Mediterranean, western European, and Turkish determines are all felt in the cultural life of Bosnia and Herzegovina, and there are considerable variations between orthodox and modern and between rural and urban culture as well. Family ties are strong and friendship and neighbourhood networks well-developed. Great value is placed on hospitality, spontaneity, and the gifts of storytelling and wit. Summer activities include strolling on town korza, and throughout the year popular meeting places are kafane and kafici. Bosnian cuisine is a matter of pride and displays its Turkish determine in stuffed vegetables, coffee, and sweet cakes of the baklava type. Folk songs remain popular and well-known.

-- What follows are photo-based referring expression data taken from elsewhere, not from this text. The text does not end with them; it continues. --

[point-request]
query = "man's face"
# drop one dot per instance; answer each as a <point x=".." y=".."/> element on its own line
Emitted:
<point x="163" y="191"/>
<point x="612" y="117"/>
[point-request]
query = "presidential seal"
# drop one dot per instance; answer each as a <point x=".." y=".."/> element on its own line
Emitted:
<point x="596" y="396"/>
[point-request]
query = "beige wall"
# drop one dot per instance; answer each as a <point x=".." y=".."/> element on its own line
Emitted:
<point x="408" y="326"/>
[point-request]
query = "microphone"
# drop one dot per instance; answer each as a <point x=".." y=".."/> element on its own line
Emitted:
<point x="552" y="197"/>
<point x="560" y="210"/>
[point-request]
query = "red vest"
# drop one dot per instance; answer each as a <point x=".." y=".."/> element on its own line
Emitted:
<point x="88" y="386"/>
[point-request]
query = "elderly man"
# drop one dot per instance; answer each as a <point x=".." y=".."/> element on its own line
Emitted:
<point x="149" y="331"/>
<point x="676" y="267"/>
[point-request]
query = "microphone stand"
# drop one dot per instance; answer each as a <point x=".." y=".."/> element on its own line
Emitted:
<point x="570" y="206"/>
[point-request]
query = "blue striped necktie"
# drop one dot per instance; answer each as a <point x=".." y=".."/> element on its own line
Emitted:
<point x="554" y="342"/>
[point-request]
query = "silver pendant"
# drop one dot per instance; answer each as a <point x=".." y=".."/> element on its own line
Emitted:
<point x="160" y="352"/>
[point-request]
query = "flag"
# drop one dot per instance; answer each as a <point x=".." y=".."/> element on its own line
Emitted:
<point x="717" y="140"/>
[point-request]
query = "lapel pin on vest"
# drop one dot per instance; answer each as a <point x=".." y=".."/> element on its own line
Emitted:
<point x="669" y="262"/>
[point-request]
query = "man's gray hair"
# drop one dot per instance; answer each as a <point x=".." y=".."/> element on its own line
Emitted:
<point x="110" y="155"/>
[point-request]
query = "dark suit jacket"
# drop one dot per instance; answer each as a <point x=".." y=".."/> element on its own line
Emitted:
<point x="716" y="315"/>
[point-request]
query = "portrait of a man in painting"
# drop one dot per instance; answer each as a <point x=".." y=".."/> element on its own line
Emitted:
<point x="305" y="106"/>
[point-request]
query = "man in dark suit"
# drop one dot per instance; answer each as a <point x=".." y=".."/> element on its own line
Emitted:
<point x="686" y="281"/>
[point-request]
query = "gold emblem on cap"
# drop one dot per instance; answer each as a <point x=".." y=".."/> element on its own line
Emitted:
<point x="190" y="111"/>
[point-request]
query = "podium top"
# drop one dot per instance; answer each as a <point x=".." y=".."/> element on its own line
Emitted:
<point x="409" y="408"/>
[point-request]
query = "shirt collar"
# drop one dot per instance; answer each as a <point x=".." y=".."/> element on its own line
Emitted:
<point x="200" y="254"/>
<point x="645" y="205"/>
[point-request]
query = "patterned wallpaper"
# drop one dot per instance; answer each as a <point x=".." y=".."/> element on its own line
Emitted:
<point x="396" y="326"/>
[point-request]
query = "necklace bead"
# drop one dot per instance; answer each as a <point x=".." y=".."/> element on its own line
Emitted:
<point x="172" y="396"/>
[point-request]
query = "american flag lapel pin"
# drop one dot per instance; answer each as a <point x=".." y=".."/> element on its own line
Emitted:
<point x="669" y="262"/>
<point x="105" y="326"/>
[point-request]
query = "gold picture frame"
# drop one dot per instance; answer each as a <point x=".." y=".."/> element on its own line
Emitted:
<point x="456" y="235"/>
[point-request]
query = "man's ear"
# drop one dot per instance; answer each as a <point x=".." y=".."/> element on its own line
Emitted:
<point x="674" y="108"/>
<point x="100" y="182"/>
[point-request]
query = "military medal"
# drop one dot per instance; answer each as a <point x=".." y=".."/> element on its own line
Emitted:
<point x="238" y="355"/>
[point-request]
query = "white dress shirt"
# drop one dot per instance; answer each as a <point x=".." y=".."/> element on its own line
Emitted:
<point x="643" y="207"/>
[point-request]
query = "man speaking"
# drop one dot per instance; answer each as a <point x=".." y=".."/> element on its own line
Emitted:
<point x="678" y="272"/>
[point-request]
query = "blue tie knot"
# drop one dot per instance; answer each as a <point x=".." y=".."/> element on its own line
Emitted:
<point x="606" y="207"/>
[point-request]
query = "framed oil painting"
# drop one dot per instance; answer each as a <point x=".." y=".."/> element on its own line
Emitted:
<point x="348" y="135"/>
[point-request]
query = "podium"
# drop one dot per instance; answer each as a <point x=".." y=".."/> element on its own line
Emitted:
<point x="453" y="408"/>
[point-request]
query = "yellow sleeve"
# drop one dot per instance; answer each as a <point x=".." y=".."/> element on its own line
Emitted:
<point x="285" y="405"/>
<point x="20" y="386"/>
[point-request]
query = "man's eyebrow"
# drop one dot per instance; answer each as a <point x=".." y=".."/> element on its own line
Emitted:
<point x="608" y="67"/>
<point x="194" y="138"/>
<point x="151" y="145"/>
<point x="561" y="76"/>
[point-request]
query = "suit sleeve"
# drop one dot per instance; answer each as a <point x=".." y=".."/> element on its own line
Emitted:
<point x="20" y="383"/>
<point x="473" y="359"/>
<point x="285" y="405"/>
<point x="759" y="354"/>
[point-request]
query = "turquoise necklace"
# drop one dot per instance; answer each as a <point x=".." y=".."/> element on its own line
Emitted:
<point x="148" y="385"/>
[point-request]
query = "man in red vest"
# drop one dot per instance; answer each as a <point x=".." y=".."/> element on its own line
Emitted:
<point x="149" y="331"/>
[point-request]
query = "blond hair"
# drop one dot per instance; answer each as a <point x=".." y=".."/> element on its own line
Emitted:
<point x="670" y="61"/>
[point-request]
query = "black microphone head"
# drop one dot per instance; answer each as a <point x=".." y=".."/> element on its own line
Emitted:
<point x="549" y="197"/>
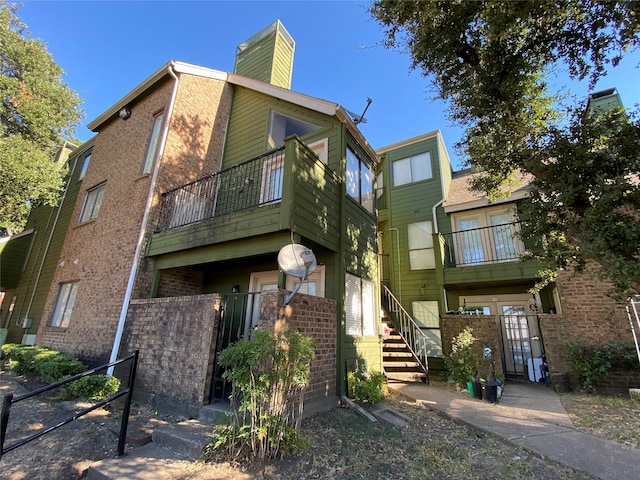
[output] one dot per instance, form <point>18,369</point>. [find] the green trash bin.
<point>470,388</point>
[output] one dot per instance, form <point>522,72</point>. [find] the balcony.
<point>483,246</point>
<point>265,197</point>
<point>250,184</point>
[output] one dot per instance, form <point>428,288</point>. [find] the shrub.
<point>268,372</point>
<point>54,366</point>
<point>94,387</point>
<point>462,362</point>
<point>588,363</point>
<point>367,387</point>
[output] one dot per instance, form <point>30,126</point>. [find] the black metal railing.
<point>238,313</point>
<point>411,333</point>
<point>249,184</point>
<point>497,243</point>
<point>9,400</point>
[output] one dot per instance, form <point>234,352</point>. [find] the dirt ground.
<point>343,445</point>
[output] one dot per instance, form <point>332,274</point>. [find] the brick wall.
<point>591,316</point>
<point>175,337</point>
<point>588,316</point>
<point>99,254</point>
<point>484,328</point>
<point>314,316</point>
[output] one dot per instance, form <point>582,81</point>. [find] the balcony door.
<point>261,282</point>
<point>486,236</point>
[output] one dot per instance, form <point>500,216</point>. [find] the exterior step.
<point>174,447</point>
<point>406,377</point>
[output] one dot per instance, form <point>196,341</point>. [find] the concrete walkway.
<point>532,416</point>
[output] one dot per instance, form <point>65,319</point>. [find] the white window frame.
<point>360,312</point>
<point>65,302</point>
<point>321,149</point>
<point>85,165</point>
<point>415,168</point>
<point>427,316</point>
<point>420,246</point>
<point>359,175</point>
<point>286,125</point>
<point>154,140</point>
<point>489,252</point>
<point>92,203</point>
<point>271,188</point>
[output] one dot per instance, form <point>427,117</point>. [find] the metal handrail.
<point>408,329</point>
<point>484,245</point>
<point>9,400</point>
<point>248,184</point>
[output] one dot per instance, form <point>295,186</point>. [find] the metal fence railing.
<point>9,400</point>
<point>252,183</point>
<point>497,243</point>
<point>407,328</point>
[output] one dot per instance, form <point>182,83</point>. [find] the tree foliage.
<point>492,61</point>
<point>37,111</point>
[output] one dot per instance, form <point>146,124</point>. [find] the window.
<point>412,169</point>
<point>487,236</point>
<point>85,165</point>
<point>427,316</point>
<point>272,175</point>
<point>421,254</point>
<point>64,305</point>
<point>321,148</point>
<point>152,149</point>
<point>92,203</point>
<point>359,181</point>
<point>360,306</point>
<point>281,126</point>
<point>379,185</point>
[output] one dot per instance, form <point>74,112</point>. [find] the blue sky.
<point>107,48</point>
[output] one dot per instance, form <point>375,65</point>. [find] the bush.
<point>268,373</point>
<point>462,363</point>
<point>94,387</point>
<point>367,387</point>
<point>588,363</point>
<point>53,366</point>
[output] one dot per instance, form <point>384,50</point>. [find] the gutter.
<point>145,220</point>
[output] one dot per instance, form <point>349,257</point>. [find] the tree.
<point>491,61</point>
<point>37,111</point>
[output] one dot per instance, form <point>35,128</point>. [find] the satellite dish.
<point>298,261</point>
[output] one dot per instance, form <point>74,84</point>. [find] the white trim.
<point>321,148</point>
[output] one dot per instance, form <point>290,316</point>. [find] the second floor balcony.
<point>288,188</point>
<point>482,246</point>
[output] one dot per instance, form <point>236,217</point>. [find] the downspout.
<point>53,227</point>
<point>143,228</point>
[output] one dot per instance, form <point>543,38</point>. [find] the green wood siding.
<point>496,273</point>
<point>268,59</point>
<point>407,204</point>
<point>13,253</point>
<point>50,226</point>
<point>310,206</point>
<point>316,194</point>
<point>249,126</point>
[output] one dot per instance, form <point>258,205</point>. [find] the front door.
<point>521,342</point>
<point>522,349</point>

Bosnia’s various population has made the nation’s cultural life valuable. Epic stories, a form of orthodox oral literature, were still sung throughout the nation well into the 1950s. Bosnian urban love songs, largely Muslim in origin, were popular throughout the former Yugoslavia. Ivo Andric, a Serb who was raised Catholic in Bosnia, won the Nobel Prize for literature in 1961. His novels include Na Drini cuprija, in which a bridge from the Ottoman time symbolically united the peoples of Bosnia. The novelist Meša Selimovic was of Muslim origin but said that he wrote Serbian literature.
In comparison with much of eastern Europe, the news media in Yugoslavia were comparatively independent, censorship being achieved more through implicit threat than through direct intervention. Of the many newspapers, magazines, and journals circulating in Bosnia and Herzegovina, the most widely distributed were the dailies Oslobodenje and Vecernje Novine. The republic had almost 50 radio stations and one television station.